Spoiler Alert: This post is about the movie L’Avenir (Things To Come), and contains some important plot points

Nathalie, played by Isabelle Huppert, sits in the darkness inside a ferry with the white noise of the sea filling the space around her. Her children can be seen through a window, in light, outside. When her husband knocks on the glass, asking her to join them, the camera pans in to an essay she is grading, titled “Peut-on se mettre à la place de l’autre”, which means: Can we put ourselves in the place of the other?

They arrive at an island, where they visit the resting place of Chateaubriand, a great writer. Together, they observe the grave, a stone cross that faces the sea. One by one, they leave until only Heinz- the father- is left, staring into the horizon. It is then that the title “L’Avenir” appears.

Heinz looking into the horizon

Throughout the film, we see four generations of Nathalie’s family struggling in different ways, looking towards their pasts and their futures. Each moment is not without the context of the last, and the uncertainty of the next one- and in all of them lies a pervading isolation.

We follow Nathalie through a divorce, the death of her mother, and the discontinuation of her published work. In regards to her essays, her publisher states, “The future seems compromised”, unknowingly speaking her mind.

Nathalie looking out the bus window

The loneliness that follows is most evident in her growing attention to her relationships. In an early scene, Nathalie’s mother calls in the middle of the night, and she is reasonably curt. When she visits and finds her mother confined to bed, she is ready to leave, barely looking at her while stating that she is in a rush. After Heinz leaves her, she becomes surprisingly attentive. A scene in her ex-husband’s summer home shows her desperately traveling a long distance down a beach and trudging through mud- left behind by a receded tide- just to find reception to call her mother.

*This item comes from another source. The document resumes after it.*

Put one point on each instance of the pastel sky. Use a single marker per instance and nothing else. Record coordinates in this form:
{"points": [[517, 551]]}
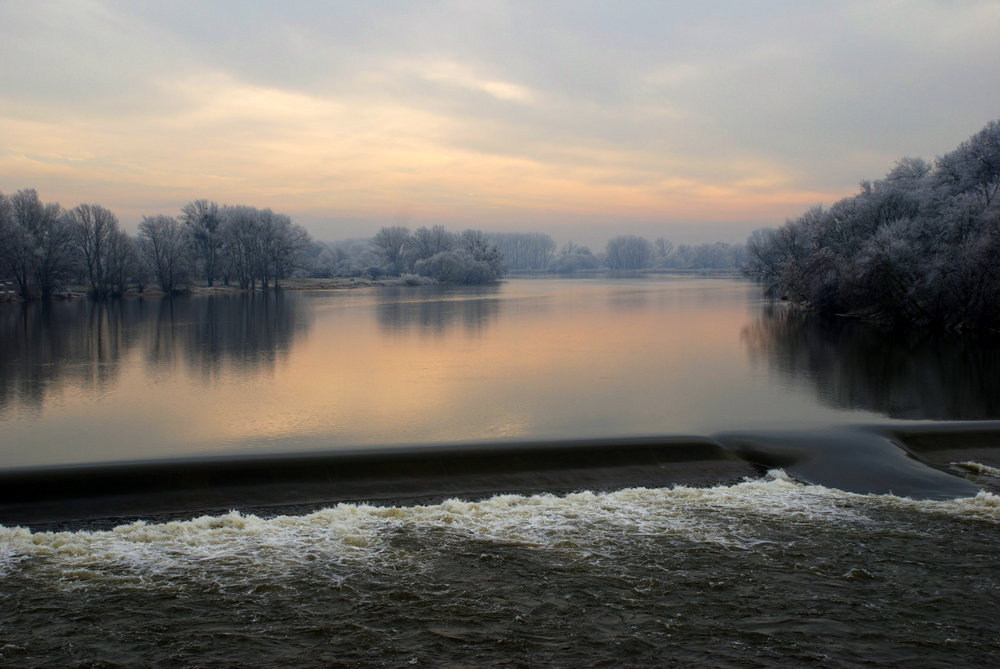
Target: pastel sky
{"points": [[698, 121]]}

When Nathalie’s mother dies, she is left with Pandora, a black cat that she never got along with. She tells Fabien, her protege, that Pandora is unbearable, and calls the cat many names during their time together. But when Pandora runs away, Nathalie spends the night wandering the edge of the woods and calling his name.

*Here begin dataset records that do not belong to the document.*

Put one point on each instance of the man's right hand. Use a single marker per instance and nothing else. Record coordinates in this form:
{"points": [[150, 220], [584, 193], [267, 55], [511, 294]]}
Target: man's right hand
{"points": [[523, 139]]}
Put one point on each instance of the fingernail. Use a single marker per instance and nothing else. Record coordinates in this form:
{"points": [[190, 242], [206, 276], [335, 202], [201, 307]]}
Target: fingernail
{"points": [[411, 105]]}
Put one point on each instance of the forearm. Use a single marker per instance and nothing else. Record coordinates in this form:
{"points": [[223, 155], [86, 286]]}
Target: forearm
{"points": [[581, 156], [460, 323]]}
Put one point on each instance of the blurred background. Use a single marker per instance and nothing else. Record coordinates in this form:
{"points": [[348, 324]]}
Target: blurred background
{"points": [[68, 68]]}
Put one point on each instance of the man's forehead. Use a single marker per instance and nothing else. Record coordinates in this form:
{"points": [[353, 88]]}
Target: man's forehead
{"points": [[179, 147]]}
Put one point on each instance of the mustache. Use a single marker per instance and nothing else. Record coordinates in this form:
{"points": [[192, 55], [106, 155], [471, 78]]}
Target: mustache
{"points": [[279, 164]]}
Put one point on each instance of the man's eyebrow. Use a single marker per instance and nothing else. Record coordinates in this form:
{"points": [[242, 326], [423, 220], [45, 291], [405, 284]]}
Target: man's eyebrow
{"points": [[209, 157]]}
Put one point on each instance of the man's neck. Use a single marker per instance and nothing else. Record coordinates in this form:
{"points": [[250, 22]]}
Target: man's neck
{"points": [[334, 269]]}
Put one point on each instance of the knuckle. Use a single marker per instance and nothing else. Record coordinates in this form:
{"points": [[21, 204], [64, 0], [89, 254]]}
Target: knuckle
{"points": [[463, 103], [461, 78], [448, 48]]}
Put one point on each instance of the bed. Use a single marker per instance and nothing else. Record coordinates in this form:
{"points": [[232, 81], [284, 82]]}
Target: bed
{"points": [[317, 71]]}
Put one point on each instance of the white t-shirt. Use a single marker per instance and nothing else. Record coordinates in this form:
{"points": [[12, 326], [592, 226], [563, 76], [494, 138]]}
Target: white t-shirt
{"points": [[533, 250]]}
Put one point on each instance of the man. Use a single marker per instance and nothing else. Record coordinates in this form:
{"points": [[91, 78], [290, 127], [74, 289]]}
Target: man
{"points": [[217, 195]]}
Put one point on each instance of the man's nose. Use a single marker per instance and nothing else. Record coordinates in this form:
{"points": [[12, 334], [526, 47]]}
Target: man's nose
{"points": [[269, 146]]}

There’s another phenomenon that occurs, which is best explained by Raymond Carver’s short story “Why Don’t You Dance?”. In it, a young couple dances for a man who is selling all his belongings in a yard sale. When the man dances with the girl, she says “You must be desperate or something”. And afterwards- for several weeks- she tells everyone about what happened, as if she were trying to figure out how to feel about it.

Nathalie similarly tells the people in her life self-affirming things. “Don’t worry,” she says to Fabien, “I’m taking it very well.” Earlier on in the film, you watch as she talks to her husband from behind a newspaper, or to her mother while organizing the fridge. Now, when she speaks, she looks attentively for reactions.

Car ride with Fabien

19th century philosopher Jean Paul Sartre proposed the idea that people are “condemned to be free.” Because there is no creator, there is no plan for us, and we are solely responsible for ourselves. If that is true, then we all live and die alone.

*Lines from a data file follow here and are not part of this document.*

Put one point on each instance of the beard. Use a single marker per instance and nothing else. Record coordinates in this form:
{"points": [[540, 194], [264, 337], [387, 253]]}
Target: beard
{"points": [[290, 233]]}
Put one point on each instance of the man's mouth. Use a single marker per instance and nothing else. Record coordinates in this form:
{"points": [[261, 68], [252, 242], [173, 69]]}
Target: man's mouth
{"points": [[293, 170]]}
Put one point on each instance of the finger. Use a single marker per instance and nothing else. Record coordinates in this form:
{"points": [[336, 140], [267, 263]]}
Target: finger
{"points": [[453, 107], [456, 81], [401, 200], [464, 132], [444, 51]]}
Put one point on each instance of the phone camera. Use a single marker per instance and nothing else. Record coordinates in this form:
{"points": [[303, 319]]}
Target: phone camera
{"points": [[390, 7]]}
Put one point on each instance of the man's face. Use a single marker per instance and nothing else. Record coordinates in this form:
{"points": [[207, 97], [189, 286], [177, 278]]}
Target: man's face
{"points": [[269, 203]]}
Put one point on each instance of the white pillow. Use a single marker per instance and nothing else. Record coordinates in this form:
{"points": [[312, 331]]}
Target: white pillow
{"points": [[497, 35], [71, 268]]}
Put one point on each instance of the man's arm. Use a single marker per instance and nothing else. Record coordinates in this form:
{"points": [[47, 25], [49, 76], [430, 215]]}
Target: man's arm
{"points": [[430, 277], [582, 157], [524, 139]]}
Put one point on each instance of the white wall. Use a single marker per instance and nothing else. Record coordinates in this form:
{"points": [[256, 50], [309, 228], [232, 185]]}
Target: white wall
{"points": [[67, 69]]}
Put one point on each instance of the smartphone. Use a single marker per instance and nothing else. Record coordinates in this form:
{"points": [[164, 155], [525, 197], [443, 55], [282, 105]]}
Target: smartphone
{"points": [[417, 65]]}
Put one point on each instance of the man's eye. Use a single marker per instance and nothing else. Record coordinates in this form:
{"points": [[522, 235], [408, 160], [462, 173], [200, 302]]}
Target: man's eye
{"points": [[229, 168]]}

When Nathalie cries- with her cat in her otherwise empty room- while living in a house filled with people, I can’t help but think of her exclaimation to Fabien that she has “Total Freedom”. Loneliness is typically thought of as a lack of company, but existential loneliness comes from the uncertainty of the path ahead of you. With all of her relationships changing, Nathalie is no longer certain of the role she plays, and feels lonely because of it. She searches for direction in the reactions of those around her, and only finds that she- like the rest of her world- is changing.

There is redemption for Nathalie at the end of the film, symbolized by Fabien’s adoption of her cat- an indication of her willingness to let go. We find her among her children, and her daughter Chloe’s growing family, where she lovingly cares for her new grandchild, and as the camera pans away from her, she croons “À la claire fontaine” in a room that feels warm, comforting, and filled with love.